As reported by Sarah Kliff in The Washington Post, “If employers drop 14 million, currently-insured workers into the exchange, the CBO projects that the federal deficit would actually decrease by $13 billion since those workers could no longer use the current tax deduction for employer-sponsored insurance.” Ms. Kliff’s article quotes the CBO’s numbers and explanation.

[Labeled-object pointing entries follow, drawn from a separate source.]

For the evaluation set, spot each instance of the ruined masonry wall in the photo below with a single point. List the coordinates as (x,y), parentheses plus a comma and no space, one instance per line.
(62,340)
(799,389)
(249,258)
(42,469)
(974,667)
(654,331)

The staffers at the Congressional Budget Office imagined a scenario where the owners of businesses would drop the cost of insurance, ignore the government penalty (currently set to be $2,000 per employee per year), and give every employee a raise equivalent to the previous cost of health insurance! If that happened, if all of the employers in the country magnanimously dispersed 100% of the insurance premiums, ignoring personal wants and needs, Social Security tax, unemployment tax, Workman’s Compensation costs, etc…then, and only then, could there be significant deficit reduction from moving millions off employer sponsored group insurance and into the exchanges.
Does this make sense? Sure, if we pretend.
Let’s imagine that one such pretend employer of 500 people took such an action and stopped providing health insurance for all of his employees. And then just suppose that that guy just happened to hear a knock on his door or find an envelope in the mail informing him that he was randomly selected to pay $1,000,000 (that being $2,000 per employee) as a penalty for being the unlucky chosen one. Now imagine voting for anyone with the following initials: MR, RS, NG or JB. OR, just stock up on birth control pills and buy stock in companies that make wands, and after the profits roll in; go to Washington and finally tell them how to make changes to the PPACA. You can do it. No Names Please!
I have imagined myself, per your request, as the Queen of All Things, and in so doing, have the magical powers to not only ensure that everyone is covered, but that it doesn’t cost anyone a dime — except the Congressmen and Congresswomen of this fine kingdom — and it has to come out of their pockets, not the peoples. Perhaps they would think differently if they really had to pay for whatever they vote for.